Time-lapse imaging of the appearance of recycled receptors. A, In a living adult mouse, a neuromuscular junction of the sternomastoid muscle was labeled with a low dose of BTX-biotin followed by a saturating dose of streptavidin (strept)-Alexa 488 (green). B, The junction was then immediately bathed with a saturating dose of streptavidin-Alexa 594 (red) and viewed at substantially higher gain. The absence of any red labeling indicates that all biotins were initially saturated with streptavidin-Alexa 488. C-F, The same neuromuscular junction imaged every 2 h for 8 h after application of new streptavidin-Alexa 594 (red) to the sternomastoid muscle before each time point. Scale bar, 20 μm. Similar results were obtained at 10 synapses from three mice.

Figure 7.

Quantification of original, recycled, and new receptors at the neuromuscular junction after transient activity blockade. These pseudocolor images provide a linear representation of the density of AChRs (white-yellow, high density; red-black, low density). A, Example of a mouse neuromuscular junction labeled with a saturating dose of BTX (btx)-biotin followed immediately by a saturating dose of streptavidin (strep)-Alexa 594, imaged, and then reimaged 4 d later. The total fluorescence intensity (a measure of the total number of AChRs) was expressed as 100% at the initial labeling (left panel, day 0) and normalized to this on each successive view. Second panel from left, Preexisting receptors remaining after 4 d when >50% of the initial fluorescence is lost. To quantitate the recycled receptors, streptavidin-Alexa 594 (red) fluorophore was then added to the muscle. Third panel from left, Sum of preexisting and recycled receptors after 4 d. New receptors were identified by next adding a saturating concentration of BTX-biotin followed by a saturating dose of streptavidin-Alexa 594 (red), as shown in the fourth panel. synth., Synthesized receptors. The fluorescence from these new receptors is added to the preexisting and recycled receptors to determine the total receptor density after 4 d. B, Summary of the amount of original receptors remaining after various times and the proportion of new and recycled receptors that were inserted into the synapse, obtained from many junctions with the approach shown in A. Each data point represents the mean percentage of original fluorescence intensity ± SEM (error bars).

Figure 8.

Quantification of original, recycled, and new receptors at the neuromuscular junction after a transient and maintained activity blockade.
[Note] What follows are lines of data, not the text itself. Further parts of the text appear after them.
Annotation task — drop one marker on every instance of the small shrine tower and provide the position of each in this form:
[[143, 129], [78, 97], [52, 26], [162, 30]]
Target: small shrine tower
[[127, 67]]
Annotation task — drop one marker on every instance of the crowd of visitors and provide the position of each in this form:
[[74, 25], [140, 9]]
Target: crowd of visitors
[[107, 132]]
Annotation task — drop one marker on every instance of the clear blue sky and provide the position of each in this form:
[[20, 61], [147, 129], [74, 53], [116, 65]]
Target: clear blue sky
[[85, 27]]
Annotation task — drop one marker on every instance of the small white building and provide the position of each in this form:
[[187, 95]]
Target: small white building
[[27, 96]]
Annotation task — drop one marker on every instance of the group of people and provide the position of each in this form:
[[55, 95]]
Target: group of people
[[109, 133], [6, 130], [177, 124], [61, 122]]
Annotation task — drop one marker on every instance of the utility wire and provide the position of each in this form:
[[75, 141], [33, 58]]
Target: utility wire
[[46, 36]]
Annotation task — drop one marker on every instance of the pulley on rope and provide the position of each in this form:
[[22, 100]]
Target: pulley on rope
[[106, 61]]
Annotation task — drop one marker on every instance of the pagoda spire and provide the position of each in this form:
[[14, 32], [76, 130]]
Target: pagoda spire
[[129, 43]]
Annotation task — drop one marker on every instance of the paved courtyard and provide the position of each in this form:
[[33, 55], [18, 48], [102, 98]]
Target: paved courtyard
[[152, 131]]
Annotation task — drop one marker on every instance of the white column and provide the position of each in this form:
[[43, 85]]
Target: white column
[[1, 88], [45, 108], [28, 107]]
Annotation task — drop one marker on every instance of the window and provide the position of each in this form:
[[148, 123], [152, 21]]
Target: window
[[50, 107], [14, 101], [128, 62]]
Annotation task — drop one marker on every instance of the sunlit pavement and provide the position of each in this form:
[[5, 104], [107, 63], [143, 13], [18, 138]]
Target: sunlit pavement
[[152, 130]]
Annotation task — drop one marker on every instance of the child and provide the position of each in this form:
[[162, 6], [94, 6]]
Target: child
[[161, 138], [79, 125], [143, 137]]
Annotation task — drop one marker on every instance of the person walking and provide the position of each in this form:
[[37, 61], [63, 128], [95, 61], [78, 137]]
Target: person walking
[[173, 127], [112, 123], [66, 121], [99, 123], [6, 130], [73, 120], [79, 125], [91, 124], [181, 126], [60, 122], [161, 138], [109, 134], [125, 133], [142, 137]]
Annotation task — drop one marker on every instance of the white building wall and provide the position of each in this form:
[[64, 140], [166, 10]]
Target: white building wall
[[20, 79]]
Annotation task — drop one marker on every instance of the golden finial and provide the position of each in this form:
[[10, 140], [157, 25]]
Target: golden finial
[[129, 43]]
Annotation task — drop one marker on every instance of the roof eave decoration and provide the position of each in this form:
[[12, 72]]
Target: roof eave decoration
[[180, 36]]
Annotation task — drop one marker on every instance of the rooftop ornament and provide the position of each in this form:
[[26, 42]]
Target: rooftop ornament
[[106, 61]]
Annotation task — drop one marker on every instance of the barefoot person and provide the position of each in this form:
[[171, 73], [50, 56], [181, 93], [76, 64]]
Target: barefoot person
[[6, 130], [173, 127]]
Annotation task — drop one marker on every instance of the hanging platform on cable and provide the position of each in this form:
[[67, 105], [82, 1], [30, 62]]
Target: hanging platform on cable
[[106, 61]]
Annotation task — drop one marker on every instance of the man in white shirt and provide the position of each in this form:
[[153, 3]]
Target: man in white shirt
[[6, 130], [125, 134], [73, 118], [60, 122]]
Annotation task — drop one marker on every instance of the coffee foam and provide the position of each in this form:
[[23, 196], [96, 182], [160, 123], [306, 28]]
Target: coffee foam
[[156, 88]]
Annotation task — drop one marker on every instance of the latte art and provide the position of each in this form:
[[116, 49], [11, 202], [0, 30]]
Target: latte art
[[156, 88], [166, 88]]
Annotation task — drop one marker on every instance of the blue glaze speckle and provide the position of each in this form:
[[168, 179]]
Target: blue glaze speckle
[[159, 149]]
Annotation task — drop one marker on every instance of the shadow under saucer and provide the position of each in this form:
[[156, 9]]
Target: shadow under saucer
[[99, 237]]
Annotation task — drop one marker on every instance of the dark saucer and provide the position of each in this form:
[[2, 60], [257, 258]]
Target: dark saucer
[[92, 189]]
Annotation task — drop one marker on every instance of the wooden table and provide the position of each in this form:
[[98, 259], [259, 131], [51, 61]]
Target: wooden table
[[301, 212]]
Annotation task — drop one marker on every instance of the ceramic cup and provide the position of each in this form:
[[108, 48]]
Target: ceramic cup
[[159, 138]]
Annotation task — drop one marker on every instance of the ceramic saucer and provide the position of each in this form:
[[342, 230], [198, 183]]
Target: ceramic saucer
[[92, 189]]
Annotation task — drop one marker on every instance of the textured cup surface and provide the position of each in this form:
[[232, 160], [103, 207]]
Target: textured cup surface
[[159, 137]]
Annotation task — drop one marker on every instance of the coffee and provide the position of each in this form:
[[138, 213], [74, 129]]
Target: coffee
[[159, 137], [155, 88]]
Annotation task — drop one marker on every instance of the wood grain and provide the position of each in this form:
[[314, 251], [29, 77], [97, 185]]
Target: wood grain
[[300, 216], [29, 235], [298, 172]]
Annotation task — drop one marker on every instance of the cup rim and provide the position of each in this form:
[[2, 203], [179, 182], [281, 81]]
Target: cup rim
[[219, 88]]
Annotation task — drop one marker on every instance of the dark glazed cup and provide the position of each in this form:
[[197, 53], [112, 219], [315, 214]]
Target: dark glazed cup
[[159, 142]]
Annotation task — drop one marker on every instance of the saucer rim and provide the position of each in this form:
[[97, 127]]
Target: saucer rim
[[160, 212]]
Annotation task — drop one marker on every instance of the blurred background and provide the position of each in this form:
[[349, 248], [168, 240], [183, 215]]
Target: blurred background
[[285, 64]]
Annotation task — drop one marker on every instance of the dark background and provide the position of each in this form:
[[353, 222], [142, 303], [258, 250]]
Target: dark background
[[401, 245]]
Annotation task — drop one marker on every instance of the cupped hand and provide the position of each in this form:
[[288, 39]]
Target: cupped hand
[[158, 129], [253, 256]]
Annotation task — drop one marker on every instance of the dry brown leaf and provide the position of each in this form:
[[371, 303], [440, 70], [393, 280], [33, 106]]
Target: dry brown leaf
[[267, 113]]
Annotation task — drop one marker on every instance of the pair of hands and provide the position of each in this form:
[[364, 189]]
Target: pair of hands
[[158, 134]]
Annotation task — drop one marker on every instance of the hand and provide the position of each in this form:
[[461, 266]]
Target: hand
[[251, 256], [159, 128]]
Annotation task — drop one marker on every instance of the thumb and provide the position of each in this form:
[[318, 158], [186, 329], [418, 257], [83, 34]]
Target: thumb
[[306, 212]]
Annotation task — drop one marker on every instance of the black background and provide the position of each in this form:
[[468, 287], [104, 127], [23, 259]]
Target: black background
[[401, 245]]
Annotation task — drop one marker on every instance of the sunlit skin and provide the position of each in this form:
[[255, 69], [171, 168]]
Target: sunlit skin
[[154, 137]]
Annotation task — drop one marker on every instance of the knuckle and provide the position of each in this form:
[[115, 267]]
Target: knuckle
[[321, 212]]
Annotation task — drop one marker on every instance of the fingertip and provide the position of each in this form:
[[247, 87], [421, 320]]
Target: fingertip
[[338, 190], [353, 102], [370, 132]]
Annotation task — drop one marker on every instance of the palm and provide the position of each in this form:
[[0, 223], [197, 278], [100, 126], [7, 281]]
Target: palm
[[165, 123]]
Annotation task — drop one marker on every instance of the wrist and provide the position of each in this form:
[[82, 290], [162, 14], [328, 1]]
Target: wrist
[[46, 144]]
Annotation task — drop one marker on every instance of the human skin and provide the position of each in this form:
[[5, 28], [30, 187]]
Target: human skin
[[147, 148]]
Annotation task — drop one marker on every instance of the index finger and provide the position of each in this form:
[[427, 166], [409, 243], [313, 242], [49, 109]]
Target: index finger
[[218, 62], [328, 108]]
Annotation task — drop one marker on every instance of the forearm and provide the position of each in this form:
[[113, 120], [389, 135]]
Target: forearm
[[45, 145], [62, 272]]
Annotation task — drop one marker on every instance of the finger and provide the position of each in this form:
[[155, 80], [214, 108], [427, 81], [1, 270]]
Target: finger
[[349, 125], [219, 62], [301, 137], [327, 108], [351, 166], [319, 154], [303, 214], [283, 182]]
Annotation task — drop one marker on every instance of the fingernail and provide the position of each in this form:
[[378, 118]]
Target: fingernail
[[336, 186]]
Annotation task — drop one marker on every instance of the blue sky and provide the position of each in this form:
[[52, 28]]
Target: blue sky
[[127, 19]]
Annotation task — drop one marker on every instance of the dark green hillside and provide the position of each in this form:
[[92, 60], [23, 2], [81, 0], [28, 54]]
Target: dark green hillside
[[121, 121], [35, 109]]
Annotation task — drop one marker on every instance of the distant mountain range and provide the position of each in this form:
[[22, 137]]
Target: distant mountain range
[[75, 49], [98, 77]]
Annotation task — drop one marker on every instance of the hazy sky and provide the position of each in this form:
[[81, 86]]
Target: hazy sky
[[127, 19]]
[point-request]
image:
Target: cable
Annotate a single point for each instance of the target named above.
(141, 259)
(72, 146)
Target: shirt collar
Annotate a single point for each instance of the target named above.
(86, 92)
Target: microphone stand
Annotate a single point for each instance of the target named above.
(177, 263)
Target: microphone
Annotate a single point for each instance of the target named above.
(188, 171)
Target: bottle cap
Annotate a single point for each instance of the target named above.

A, Assessment of the extent of recycling 8 h after an initial transient blockade of activity with BTX-biotin. B, Assessment of the extent of recycling 8 h after a maintained blockade of activity with curare. C, Summary of results obtained from many synapses studied as in A and B. The data show the mean ± SEM (error bars). For all four conditions, the difference between the two experimental groups was significant (p < 0.001). These experiments were not performed beyond 8 h because of mouse mortality from the long-term curare treatment. It thus was not possible to measure recycling and new receptors at the same synapses. The insertion of new receptors was therefore measured in a parallel experiment using BTX-Alexa 594. strept, Streptavidin.